Re: LIKE search and performance

From: Mark Lewis <mark(dot)lewis(at)mir3(dot)com>
To: James Mansion <james(at)mansionfamily(dot)plus(dot)com>
Cc: Magnus Hagander <magnus(at)hagander(dot)net>, Alexander Staubo <alex(at)purefiction(dot)net>, Andy <frum(at)ar-sd(dot)net>, pgsql-performance(at)postgresql(dot)org
Subject: Re: LIKE search and performance
Date: 2007-05-24 21:02:40
Message-ID: 1180040560.31471.262.camel@archimedes
Views: Raw Message | Whole Thread | Download mbox | Resend email
Thread:
Lists: pgsql-performance

On Thu, 2007-05-24 at 21:54 +0100, James Mansion wrote:
> > If Sybase is still like SQL Server (or the other way around), it *may*
> > end up scanning the index *IFF* the index is a clustered index. If it's
> > a normal index, it will do a sequential scan on the table.
> >
> >
> Are you sure its not covered? Have to check at work - but I'm off next
> week so it'll have to wait.
>
> > It's not a win on PostgreSQL, because of our MVCC implementation. We
> > need to scan *both* index *and* data pages if we go down that route, in
> > which case it's a lot faster to just scan the data pages alone.
> >
> >
> Why do you need to go to all the data pages - doesn't the index
> structure contain all the keys so
> you prefilter and then check to see if the *matched* items are still in
> view?
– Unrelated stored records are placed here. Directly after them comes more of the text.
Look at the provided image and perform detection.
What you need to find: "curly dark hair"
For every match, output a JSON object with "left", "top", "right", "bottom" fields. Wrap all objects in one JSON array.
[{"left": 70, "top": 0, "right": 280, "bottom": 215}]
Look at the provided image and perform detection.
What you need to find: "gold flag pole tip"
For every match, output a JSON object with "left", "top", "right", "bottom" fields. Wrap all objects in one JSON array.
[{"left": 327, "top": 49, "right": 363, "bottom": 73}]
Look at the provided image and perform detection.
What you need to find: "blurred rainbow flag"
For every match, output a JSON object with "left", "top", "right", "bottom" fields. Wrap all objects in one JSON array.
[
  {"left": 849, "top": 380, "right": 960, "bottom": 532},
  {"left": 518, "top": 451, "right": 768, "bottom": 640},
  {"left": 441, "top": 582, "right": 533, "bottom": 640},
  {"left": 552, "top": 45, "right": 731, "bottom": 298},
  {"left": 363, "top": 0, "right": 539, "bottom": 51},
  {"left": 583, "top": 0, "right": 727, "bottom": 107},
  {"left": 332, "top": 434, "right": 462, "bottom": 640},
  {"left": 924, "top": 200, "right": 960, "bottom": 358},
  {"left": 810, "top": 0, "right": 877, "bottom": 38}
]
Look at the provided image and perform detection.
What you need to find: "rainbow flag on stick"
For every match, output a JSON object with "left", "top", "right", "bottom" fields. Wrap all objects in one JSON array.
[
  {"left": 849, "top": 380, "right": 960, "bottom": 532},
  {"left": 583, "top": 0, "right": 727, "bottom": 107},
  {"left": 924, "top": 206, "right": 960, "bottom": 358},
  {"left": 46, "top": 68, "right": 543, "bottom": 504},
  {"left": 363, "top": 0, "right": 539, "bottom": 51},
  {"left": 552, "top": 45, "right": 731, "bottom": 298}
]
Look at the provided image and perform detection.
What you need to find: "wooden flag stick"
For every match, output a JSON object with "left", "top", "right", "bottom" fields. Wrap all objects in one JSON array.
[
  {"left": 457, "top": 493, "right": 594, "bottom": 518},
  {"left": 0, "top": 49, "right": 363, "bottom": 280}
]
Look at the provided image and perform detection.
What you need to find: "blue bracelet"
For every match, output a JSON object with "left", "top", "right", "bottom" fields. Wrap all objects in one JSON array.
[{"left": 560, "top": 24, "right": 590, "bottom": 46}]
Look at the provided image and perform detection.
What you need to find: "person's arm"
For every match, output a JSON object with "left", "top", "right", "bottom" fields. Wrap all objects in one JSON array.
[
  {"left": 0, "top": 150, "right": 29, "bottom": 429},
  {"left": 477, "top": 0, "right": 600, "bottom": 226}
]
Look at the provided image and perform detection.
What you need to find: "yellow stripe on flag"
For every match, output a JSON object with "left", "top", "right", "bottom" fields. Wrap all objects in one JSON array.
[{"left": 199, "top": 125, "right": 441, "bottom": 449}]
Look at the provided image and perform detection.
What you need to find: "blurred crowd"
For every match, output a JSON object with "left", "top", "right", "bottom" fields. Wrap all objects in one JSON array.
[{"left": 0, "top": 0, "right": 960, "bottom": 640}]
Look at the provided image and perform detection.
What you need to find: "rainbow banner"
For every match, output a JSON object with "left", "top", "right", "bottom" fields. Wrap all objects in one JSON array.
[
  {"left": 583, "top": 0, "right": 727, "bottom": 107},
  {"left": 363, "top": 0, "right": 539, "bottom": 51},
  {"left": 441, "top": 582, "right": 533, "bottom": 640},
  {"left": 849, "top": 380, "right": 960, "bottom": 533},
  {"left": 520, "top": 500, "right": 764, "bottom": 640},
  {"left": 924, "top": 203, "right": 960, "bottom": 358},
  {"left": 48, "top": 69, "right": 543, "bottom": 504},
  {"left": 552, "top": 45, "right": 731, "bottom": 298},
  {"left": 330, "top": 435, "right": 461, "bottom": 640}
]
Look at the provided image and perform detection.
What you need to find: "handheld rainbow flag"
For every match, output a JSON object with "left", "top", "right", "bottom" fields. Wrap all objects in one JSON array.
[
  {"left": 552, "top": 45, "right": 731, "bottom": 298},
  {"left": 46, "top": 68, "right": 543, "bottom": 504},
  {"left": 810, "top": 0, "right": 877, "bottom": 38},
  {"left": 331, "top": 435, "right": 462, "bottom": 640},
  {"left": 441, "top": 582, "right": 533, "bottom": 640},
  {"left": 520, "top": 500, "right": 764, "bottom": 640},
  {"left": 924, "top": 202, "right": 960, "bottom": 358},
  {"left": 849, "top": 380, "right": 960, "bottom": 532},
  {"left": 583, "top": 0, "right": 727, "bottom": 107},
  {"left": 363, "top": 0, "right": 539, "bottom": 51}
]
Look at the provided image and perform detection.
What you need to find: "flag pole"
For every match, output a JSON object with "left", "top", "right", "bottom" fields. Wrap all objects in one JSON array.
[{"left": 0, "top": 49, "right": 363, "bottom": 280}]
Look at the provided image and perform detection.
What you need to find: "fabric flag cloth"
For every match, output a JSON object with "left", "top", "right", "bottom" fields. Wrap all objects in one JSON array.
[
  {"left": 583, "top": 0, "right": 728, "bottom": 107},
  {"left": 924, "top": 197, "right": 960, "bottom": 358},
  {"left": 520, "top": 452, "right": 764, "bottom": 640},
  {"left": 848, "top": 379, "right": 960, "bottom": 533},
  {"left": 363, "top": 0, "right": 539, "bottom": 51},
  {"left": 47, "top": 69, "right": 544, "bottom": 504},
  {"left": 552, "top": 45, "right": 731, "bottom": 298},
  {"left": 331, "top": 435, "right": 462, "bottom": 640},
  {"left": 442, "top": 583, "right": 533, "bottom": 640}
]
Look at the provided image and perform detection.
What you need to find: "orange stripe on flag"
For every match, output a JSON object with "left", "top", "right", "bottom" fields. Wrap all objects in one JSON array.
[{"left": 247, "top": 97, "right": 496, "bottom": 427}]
I'll be first to admit I
> know zip about Postgres, but it seems odd - doesn't the index contain
> copies of the key values?.
>
> I suspect that I mis-spoke with 'leaf'. I really just mean 'all index
> pages with data', since the scan
> does not even need to be in index order, just a good way to get at the
> data in a compact way.

PG could scan the index looking for matches first and only load the
actual rows if it found a match, but that could only be a possible win
if there were very few matches, because the difference in cost between a
full index scan and a sequential scan would need to be greater than the
cost of randomly fetching all of the matching data rows from the table
to look up the visibility information.

So yes it would be possible, but the odds of it being faster than a
sequential scan are small enough to make it not very useful.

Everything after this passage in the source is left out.